A growing number of parts suppliers face abandonment by their banks and lenders.
Parts makers' lenders are doing more than just tightening credit standards. "The banks are trying to get out of town," says investment banker Scott Eisenberg of Amherst Partners LLC of suburban Detroit.
Fifth Third Bancorp, KeyCorp, Huntington Bancshares Inc. and Comerica Inc. have been cutting their exposure to the auto industry, according to a report in American Banker, a trade publication.
Comerica's modern history began in 1933 as Manufacturers National Corp. -- a bank formed by Edsel Ford that long dominated automotive lending. But Comerica now boasts of pulling back from the industry.
"We have reduced our loans outstanding by $1.2 billion, or 46 percent, since the end of 2005," a Comerica executive told analysts in April. "This portfolio (of automotive manufacturing) represents about 3 percent of our total loans, and we plan to continue to reduce our loans to the automotive sector."
Analysts say banks with significant operations in the Midwest will take hits in multiple lending portfolios -- for example, consumer loans, real estate loans, mortgage lending -- if the automakers fail. Suppliers just don't have the resources to withstand a prolonged downturn, they say.
Comerica, which moved its headquarters from Detroit to Dallas in 2007, would feel an impact because it still originates more than a third of its loans in the Midwest, one analyst says.
The value of the collateral that banks have taken in return for loans has been severely diminished.

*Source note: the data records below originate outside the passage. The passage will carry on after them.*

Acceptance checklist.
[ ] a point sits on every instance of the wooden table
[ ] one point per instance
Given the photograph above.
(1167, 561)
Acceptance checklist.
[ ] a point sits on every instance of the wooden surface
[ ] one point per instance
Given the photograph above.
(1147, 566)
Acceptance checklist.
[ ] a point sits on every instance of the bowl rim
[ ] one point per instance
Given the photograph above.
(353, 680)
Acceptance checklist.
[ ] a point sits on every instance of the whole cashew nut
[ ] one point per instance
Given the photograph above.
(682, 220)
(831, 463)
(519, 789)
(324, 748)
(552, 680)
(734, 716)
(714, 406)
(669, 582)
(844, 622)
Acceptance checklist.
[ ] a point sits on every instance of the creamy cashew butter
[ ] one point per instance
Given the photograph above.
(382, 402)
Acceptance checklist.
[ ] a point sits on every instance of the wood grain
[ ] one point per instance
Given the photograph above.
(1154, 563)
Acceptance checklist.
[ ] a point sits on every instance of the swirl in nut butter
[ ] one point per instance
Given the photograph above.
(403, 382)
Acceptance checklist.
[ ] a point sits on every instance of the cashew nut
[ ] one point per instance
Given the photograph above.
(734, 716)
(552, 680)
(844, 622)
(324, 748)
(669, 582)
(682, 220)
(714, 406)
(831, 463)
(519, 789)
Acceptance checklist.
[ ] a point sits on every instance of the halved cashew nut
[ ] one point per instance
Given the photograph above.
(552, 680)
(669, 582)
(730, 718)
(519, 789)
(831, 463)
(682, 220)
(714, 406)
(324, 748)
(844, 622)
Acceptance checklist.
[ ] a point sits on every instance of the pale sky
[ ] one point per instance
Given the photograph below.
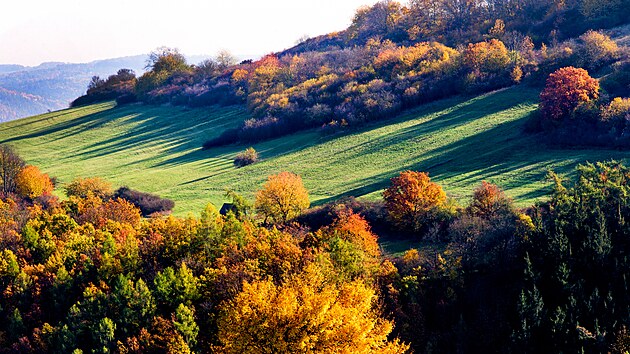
(36, 31)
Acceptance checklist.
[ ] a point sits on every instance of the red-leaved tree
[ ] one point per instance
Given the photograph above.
(565, 90)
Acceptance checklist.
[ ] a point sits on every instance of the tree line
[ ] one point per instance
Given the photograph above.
(392, 57)
(90, 274)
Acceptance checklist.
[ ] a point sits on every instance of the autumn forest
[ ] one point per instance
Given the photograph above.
(86, 267)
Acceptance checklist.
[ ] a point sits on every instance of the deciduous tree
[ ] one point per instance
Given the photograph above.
(10, 166)
(411, 197)
(282, 197)
(566, 88)
(306, 314)
(32, 183)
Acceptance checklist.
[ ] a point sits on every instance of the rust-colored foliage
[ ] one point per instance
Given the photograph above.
(32, 183)
(356, 229)
(487, 200)
(283, 197)
(490, 56)
(82, 187)
(565, 90)
(98, 213)
(411, 196)
(307, 312)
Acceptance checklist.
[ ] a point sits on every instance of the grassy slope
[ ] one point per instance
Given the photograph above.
(459, 141)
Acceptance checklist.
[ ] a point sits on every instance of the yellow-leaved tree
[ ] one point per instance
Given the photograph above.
(32, 183)
(306, 314)
(411, 197)
(282, 197)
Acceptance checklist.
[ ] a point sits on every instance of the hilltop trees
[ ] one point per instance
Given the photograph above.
(123, 83)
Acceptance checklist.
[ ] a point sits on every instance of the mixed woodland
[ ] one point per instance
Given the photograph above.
(103, 270)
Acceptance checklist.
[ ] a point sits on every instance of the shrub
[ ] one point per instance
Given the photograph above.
(247, 157)
(597, 49)
(616, 110)
(566, 88)
(82, 187)
(488, 200)
(146, 202)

Eisenberg cites an auction of automotive equipment his firm handled that brought only 10 to 20 percent of the equipment's value just 18 months before.
Twice in recent weeks Chrysler had to come to the aid of suppliers after banks yanked their loans or refused to extend additional credit, Chrysler purchasing chief Scott Garberding said in Bankruptcy Court documents this month.

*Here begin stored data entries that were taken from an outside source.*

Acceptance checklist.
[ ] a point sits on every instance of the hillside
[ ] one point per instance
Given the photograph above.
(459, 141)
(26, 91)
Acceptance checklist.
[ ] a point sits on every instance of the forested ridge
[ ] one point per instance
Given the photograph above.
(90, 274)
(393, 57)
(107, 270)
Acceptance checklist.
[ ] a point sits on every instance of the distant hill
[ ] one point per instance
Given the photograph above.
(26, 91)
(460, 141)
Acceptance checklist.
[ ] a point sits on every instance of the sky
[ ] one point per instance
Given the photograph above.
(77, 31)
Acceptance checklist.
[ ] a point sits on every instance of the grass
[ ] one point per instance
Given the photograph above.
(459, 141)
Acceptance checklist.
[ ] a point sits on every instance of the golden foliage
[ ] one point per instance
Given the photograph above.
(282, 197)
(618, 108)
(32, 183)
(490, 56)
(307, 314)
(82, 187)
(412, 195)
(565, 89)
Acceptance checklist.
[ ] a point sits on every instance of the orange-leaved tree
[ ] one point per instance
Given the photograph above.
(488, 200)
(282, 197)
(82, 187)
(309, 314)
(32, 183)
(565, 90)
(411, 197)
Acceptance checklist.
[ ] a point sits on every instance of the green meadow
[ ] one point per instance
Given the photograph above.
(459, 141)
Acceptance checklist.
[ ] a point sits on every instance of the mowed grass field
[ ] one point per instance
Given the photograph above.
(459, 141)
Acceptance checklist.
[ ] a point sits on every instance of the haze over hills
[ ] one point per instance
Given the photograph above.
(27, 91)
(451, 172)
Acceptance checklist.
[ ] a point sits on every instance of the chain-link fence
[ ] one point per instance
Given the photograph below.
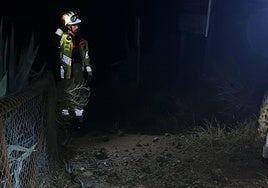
(28, 141)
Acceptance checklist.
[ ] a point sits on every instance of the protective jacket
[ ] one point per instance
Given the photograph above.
(74, 51)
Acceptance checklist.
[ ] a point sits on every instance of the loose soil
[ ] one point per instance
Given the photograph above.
(119, 159)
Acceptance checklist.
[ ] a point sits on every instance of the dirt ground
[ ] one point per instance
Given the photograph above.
(202, 160)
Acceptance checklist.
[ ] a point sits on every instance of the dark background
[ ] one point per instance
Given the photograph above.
(180, 71)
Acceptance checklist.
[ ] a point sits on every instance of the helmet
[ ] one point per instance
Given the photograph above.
(70, 18)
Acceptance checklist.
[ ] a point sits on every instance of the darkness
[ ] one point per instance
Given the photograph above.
(181, 72)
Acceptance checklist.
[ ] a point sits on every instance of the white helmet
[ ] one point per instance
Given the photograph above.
(70, 18)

He said Chrysler had to intervene at Nicholas Plastics, a supplier that eventually closed in western Michigan, and Contech LLC, which is now in Chapter 11 reorganization.

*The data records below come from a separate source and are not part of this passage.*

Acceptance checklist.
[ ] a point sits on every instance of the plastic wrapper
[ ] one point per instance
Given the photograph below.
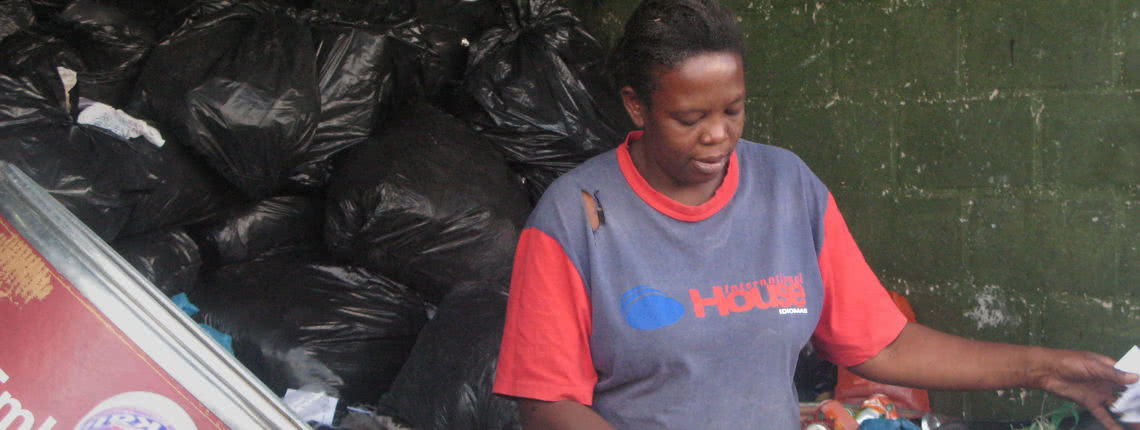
(326, 327)
(353, 78)
(269, 227)
(170, 259)
(447, 381)
(97, 176)
(544, 95)
(428, 203)
(247, 100)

Contech, a maker of die castings, suspension and exhaust systems, filed Chapter 11 in January when lenders pulled the plug on a loan. The Portage, Mich., company got most of its $222.8 million in 2008 revenue from Detroit-area factories.
According to a bankruptcy affidavit, CEO Morris Rowlett said Contech was forced into Chapter 11 when lenders seized $11.5 million in cash from the company. At the time, Contech was trying to negotiate help from its automotive customers and a bank forbearance agreement to maintain access to working capital.
When the banks called in their loans, Chrysler was forced to hustle to keep Contech parts flowing, Garberding said.
In an affidavit, Garberding said: "The banks in the current economic atmosphere have been very impatient with any business within the automobile industry that fails to abide by every covenant and provision of its loan agreement."